Wydarzenia

Czteroletnie dziecko wbiegło wprost pod samochód

Data publikacji 22.06.2005

Wczoraj około południa na ul. Krasińskiego w Jaśle pod koła Poloneza wpadł 4-letni Kamil. Na szczęście kierujący pojazdem prowadził z niewielką prędkością. Dlatego z wypadku chłopiec wyszedł jedynie z kilkoma siniakami i zaraz mógł opuścić...
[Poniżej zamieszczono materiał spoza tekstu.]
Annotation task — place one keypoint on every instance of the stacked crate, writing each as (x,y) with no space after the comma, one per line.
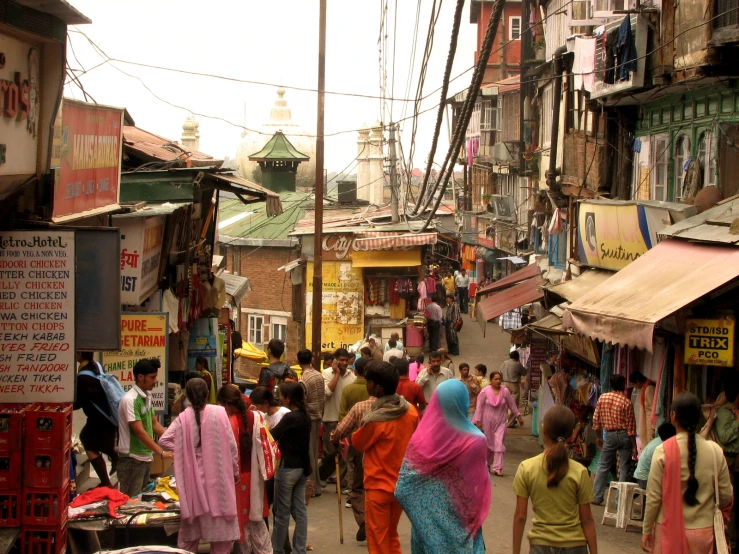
(12,420)
(46,478)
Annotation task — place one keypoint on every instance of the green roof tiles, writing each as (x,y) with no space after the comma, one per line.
(255,224)
(278,148)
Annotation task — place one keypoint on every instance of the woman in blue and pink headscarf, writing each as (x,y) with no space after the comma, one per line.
(444,485)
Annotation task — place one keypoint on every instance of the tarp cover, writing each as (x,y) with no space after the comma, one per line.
(625,308)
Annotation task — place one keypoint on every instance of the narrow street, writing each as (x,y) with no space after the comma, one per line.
(492,350)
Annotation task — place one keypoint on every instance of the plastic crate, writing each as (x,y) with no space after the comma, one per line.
(44,469)
(11,465)
(12,419)
(10,508)
(43,540)
(45,506)
(48,426)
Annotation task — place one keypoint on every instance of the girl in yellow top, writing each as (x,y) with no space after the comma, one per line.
(560,491)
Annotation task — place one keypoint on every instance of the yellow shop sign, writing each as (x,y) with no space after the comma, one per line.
(710,341)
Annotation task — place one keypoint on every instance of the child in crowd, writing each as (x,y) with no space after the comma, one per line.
(560,491)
Wczoraj około południa na ul. Krasińskiego w Jaśle pod koła Poloneza wpadł 4-letni Kamil. Na szczęście kierujący pojazdem prowadził z niewielką prędkością. Dlatego z wypadku chłopiec wyszedł jedynie z kilkoma siniakami i zaraz mógł opuścić szpital.Policjanci tuż po zdarzeniu wyjaśniali jego okoliczności. Z zebranych materiałów wynika, że Kamil pod opieką starszego rodzeństwa szedł na plebanię parafii Św. Stanisława, gdzie miało odbyć się spotkanie z dziećmi. Chłopca za rękę trzymała 11-letnia siostra. Już w pobliżu plebanii nagle wyrwał się by przebiec na drugą stronę jezdni. Wbiegł jednak wprost pod samochód. Na szcęście 26-letni jaślanin, który prowadził pojazd, jechał z prędkością 30-40 km na godzinę. Podjął on próbę ominięcia dziecka, jednak bezskutecznie. To zdarzenie świadczy o tym, jak wiele niespodziewanych sytuacji może napotkać kierujący pojazdem w terenie zabudowanym. Chwila dekoncentracji może przesądzić o czyimś życiu. Wakacje tuż tuż. Z naszych doświadczeń wynika, że zagrożenie ze strony do dzieci i młodzieży, która tak często nieodpowiedzialnie korzysta z dróg, będzie zdecydowanie większe. Ponawiamy apel zarówno do pieszych jak też zmotoryzowanych o bezpieczne korzystanie z dróg.